Don Quichotte est depuis 400 ans une source inépuisable d’inspiration, et une exposition lui rend hommage à New York, autour de somptueuses tapisseries de la manufacture des Gobelins, dont il fut la vedette au 18e siècle.
L’exposition, à la Frick Collection, intitulée « Les tapisseries de Don Quichotte par Coypel », s’ouvre mercredi et durera jusqu’au 17 mai. (Photos : AFP)
L’exposition présente trois immenses tapisseries de la célèbre manufacture parisienne, tissées à partir de toiles du peintre Charles Coypel (1694-1752), qui fut pendant plus d’un siècle le grand illustrateur de Don Quichotte, héros du romancier espagnol Miguel de Cervantes. Deux autres tapisseries flamandes, inspirées de Coypel, sont également exposées, ainsi que cinq toiles originales du peintre, ces dernières jamais vues à New York.
S’y ajoutent 18 livres illustrés et gravures là encore inspirées de l’oeuvre de celui qui était le peintre officiel de Louis XV, et l’auteur de dizaines de pièces de théâtre jamais publiées.
Durant sa vie, Coypel avait peint, pour la manufacture royale des Gobelins, 28 toiles illustrant les aventures du héros de Cervantes, publiées en deux volumes en 1605 et 1615. Ces « cartons » ont ensuite été minutieusement copiés par les tisseurs. Elles composaient le centre des tapisseries des Gobelins, dont la bordure, connue sous le nom d' »alentours », toujours très décorée, a évolué au fil des ans, pour s’adapter aux goûts du moment.
> Le plus grand succès des Gobelins
Au total, quelque 200 panneaux en soie et laine seront tissés par les Gobelins, autour de l’histoire de Don Quichotte. « C’est le plus grand succès des Gobelins, c’est la série la plus fameuse, la plus importante, ils ont été constamment redemandés », explique Charlotte Vignon, en charge des Arts décoratifs à la Frick, et responsable de l’exposition.

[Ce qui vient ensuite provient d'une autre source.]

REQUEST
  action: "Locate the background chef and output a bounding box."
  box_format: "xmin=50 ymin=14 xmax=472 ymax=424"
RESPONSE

Celle-ci est une plongée passionnante dans le succès de Don Quichotte au 17e et 18e siècle, sur la façon dont Charles Coypel a choisi d’illustrer le célèbre roman, mais aussi sur la façon dont les Gobelins travaillaient : il fallait plusieurs années pour finaliser ces tapisseries qui décoraient les appartement du roi, ou étaient offertes comme cadeau diplomatique. Pour que la scène reproduite soit fidèle à la toile de Coypel, celle-ci était placée derrière l’ouvrier, qui en regardait le reflet dans un miroir devant lui. « Car vous tissez toujours une image inversée de ce que vous voyez », explique Charlotte Vignon.

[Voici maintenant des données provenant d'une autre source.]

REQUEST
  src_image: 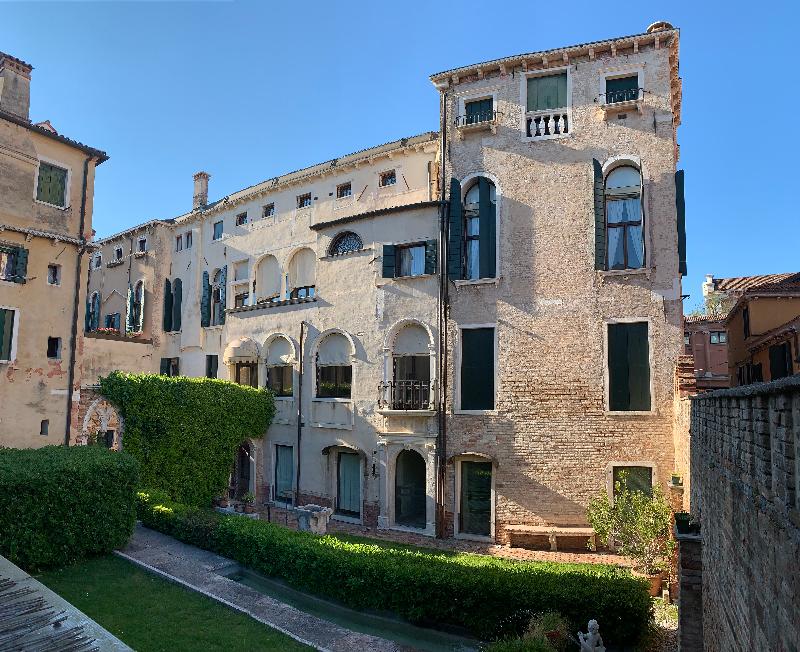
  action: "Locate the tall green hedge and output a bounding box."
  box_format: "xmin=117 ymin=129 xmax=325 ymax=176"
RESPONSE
xmin=137 ymin=491 xmax=652 ymax=645
xmin=0 ymin=446 xmax=138 ymax=571
xmin=100 ymin=372 xmax=274 ymax=506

Elle vient de terminer les 1 000 pages du roman de Cervantes, à l’époque considéré comme un roman comique, dit l’avoir beaucoup aimé, même si elle ne trouve que ce soit un livre comique. « Je le trouve même plutôt triste », dit-elle. Elle confie qu’elle n’aurait probablement pas choisi les mêmes scènes que celles illustrées par Coypel. « Mais c’est probablement là la définition d’un chef d’oeuvre. Si, à travers le temps, les lecteurs le comprennent et l’apprécient pour des raisons différentes ». Don Quichotte a occupé Coypel une grande partie de sa vie, dit-elle aussi. A partir de ses cartons, propriété des Gobelins, il refera des dessins, qui serviront pour des gravures, et l’imposeront comme le grand illustrateur de Cervantes au 18e siècle. « On ne pouvait pas imaginer ce chef d’oeuvre de la littérature européenne sans les images de Coypel ».
Les trois tapisseries des Gobelins ont été prêtées par le musée Paul Getty de Los Angeles. Les deux flamandes font partie de la collection de la Frick, mais n’avaient pas été exposées depuis plus de dix ans, notamment en raison de leur taille impressionnante. Les toiles de Coypel sont des prêts du Palais impérial de Compiègne et du Musée Jacquemart-André à Paris.